I've been reading a lot about careers in technical theater for a long time now and I have come to the conclusion that it is hard to get into that job field. I am still very interested, but I would like to have a fall back. Along the lines of a fall back or maybe a side job for my first 5 or 10 years of theater experience I was thinking a career in setting up home theaters or maybe even just being a Geek Squad employee. So what I was wondering is what exactly should I go to college for and where. I'll obviously need an education in lighting design and sound engineering. Should I also study electricity? Also, if you could recommend any schools in my area that would cater to my needs it would be greatly appreciated. (Inside Wisconsin or a state over or so.)


----------



## josh88 (Feb 24, 2012)

I'm not sure it's hard to get into the field, you just have to be dedicated and determined and willing to start at the bottom and work your way through


Sent from my iPod touch using Tapatalk


----------



## farmerjo1111 (Feb 24, 2012)

I would look at UW-Whitewater. I think that they have one of the best theater tech programs in the area. I have both a degree in Technical Theater and Computer Networking and both have served me well. One of the great thing about Whitewater is you can get a job at Young Auditorium and work on the touring shows that come through. It is a great experience and you get paid for doing something you enjoy. If you have any questions feel free to PM me.


----------



## LXPlot (Feb 24, 2012)

MNicolai might be somebody to talk to about getting a degree in Electrical Engineering but planning on going into theatre. As someone who at one point was interested in a double major Theatre Tech/EECS, I can say I was advised against doing this as both Engineering and Theatre are very time consuming majors and doing both would be hard. I still plan on getting an EC minor if possible.

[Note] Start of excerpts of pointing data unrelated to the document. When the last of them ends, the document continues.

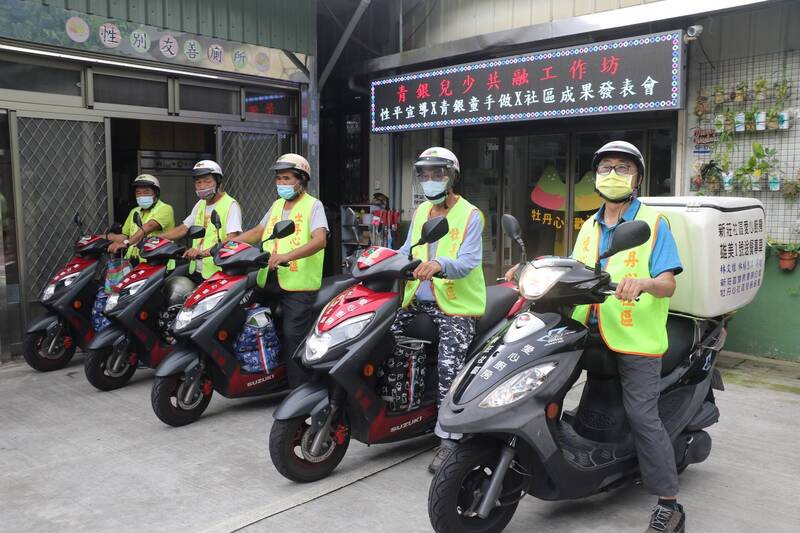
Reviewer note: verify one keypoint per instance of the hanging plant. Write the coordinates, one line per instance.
(719, 94)
(760, 88)
(740, 92)
(750, 121)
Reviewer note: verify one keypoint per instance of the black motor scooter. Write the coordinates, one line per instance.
(68, 297)
(207, 327)
(508, 401)
(141, 309)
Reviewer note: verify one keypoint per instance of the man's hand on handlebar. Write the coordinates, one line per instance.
(114, 247)
(276, 260)
(427, 270)
(510, 273)
(629, 289)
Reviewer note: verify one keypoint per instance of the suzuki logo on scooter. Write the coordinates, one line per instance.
(555, 336)
(406, 424)
(261, 380)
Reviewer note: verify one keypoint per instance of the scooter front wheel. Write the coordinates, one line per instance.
(46, 356)
(171, 404)
(458, 488)
(290, 449)
(104, 372)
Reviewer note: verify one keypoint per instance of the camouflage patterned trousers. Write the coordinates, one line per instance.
(455, 335)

That's just what I've heard. If you're smart and determined you might be able to pull it off.


----------



## Tekik (Feb 29, 2012)

Cant make any recommendations on a collage but I came from a very similar background as you (lots and lots of shows and experience on a wide variety of areas within the field) It sounds like you are looking at lighting design as your emphasis? If so I recommend declaring that as your major then trying to get some work as an electrician at a theater. This way you can make some money while still pursuing your degree and get a nice thing to add to your resume. Tech is by no means the hardest profession to get into, its just hard to make alot of money. Theaters are almost always looking for cheep labor and this is one of the best ways to get an in. Take any job you can that pays even if its not in the area you want. This way you can show the theater that you are a worthwhile investment of their time and resources and you will eventually get opportunities in your area. I am working with a theater right now as a deck crew and have been chatting with one of the electricians on the show. This week he offered to put a word in with his boss to see if I can get a job as an electrician after this show is over. The hardest part is that initial "in" look for a collage that has regular interaction with a professional house as this is one of the easiest ways to get that crucial first show. Regardless of how good a program is people are going to look at your resume after you graduate and a string of professional shows is going to look better then a resume with nothing but collage shows. It might be worth your while as well to see if your technical theater teacher has any contacts in the local theaters for summer work as this will give you a head start. Hopefully this helps. (sorry if my post seems kind of disjointed I am backstage and writing between my ques)


----------



## gafftaper (Mar 1, 2012)

Be sure you have read the Education Forum FAQ and the How important is your degree to your career threads (both are sticked at the top of the main page of this forum). There is a lot in there for you to consider. If you've read them, read them again and think about it a bit, there's some really great advice in there intended just for people like yourself to consider. 

So, I've been thinking about this and I have a couple of counter questions for you: 

What is your purpose in getting the double major? Do you want it to turn back to if you can't get a good tech job someday? Do you plan on it to get you through the 5-10 years of rough times before you hopefully get the dream job? Do you plan on it to help you work your way through the tough times faster and to achieve higher goals? 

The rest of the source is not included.